Joe N says: > I don't have empirical evidence to suggest one ratio versus another, but my opinion is this is far too severe.
R Hansen says: >Well, we haven?t really defined these parts very well. The 75% represents all of the time spent developing and understanding the mathematics. It includes homework, study, lectures, questions, discussions, and problem solving in class, and exams, both reviewing and taking. The 25% represents the rest
You are right. Perhaps I've muddied the waters by taking Kirby's division into "recog" and "recall" and calling them "appreciation" and "performance". I consider all the time spent understanding the subject "appreciation". Performance is just that - time spent mastering quickly and easily performing operation that you now know adequately well.
If a problem halts you in your tracks and you have to search for some new understanding to proceed, I would consider as being toggled back into appreciation (recog) mode. When you've gotten your "mini-ah-ha!" and can proceed again, you are back into performance track.
Performance is doing arithmetic fluently, taking tests, working at the board etc. Working the exercises when they don't make you stop and think too much. Drills to increase speed and accuracy. The dreaded "rote" tasks. Near effortless understanding of situations described in arithmetical terms is "recall" as well, or in my translation, performance. You've already "got it", you are just using by now established capabilities.
R Hansen: >Can you clarify somewhat, because you implied more than one track. Let?s assume (for the sake of discussion) that all of the students master arithmetic and fractions by 6th or 7th grade and then when we start algebra only a percentage of the students show sufficient interest, talent, performance or whatever to continue. The students that do not continue, but accomplished arithmetic, are you saying that they are still on some sort of math track?
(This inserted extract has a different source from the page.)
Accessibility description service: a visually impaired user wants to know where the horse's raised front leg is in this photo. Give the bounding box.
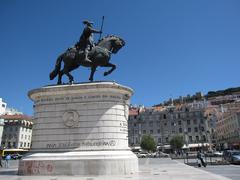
[89,66,96,81]
[63,67,73,84]
[58,71,63,84]
[102,63,116,76]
I'm talking special tracks for the obviously superior performers, which is a tiny percentage, probably around 10%. For the rest, as I say, what is the goal of grade school math education? Is it really (as in another thread) just a delivery vehicle for teaching logic, or generic thinking skills"? I don't buy that. It has to be to help them understand the world they live in and the place of numbers and math in creating that world. Some of those in the "average" group will persist and their interest in attaining higher performance may emerge later, so I'm not saying this is do nothing or play time track. But making these kids who are not so performance oriented (at such-and-such point in time at least) do tons of performance exercises hoping somehow to stem the slide of the USA into math mediocrity, is just ludicrous, a fools game based on fear.
R Hansen: >In any event, I am curious, what this math track for non performing students is supposed to do, if indeed you are suggesting a second track.
I would simply have a normal track, (not a non-performing track!) and special help for those at the very top or bottom. The normal track, as I say, is geared to educating people in the meaning of math for their real lives, and as a litmus test I would say means being able to understand the math content of say, the New York Times. As I've tried to clarify above, that's actually "performance".
The 80% in the middle could be further subdivided, but not as distinct classes. I'm also talking specifically about recognizing this idea of performance/appreciation. There may be kids in the normal group who could be performing higher, but have other priorities at this moment in their life. I think its fine for individuals to set their own priorities.
R Hansen says: >All of these students couldn't contend with mathematics and thus began the era of pretend mathematics.
There is no time for pretend, everything done should be for a valid educational purpose, not as a babysitting service or to satisfy someone's political brain fart.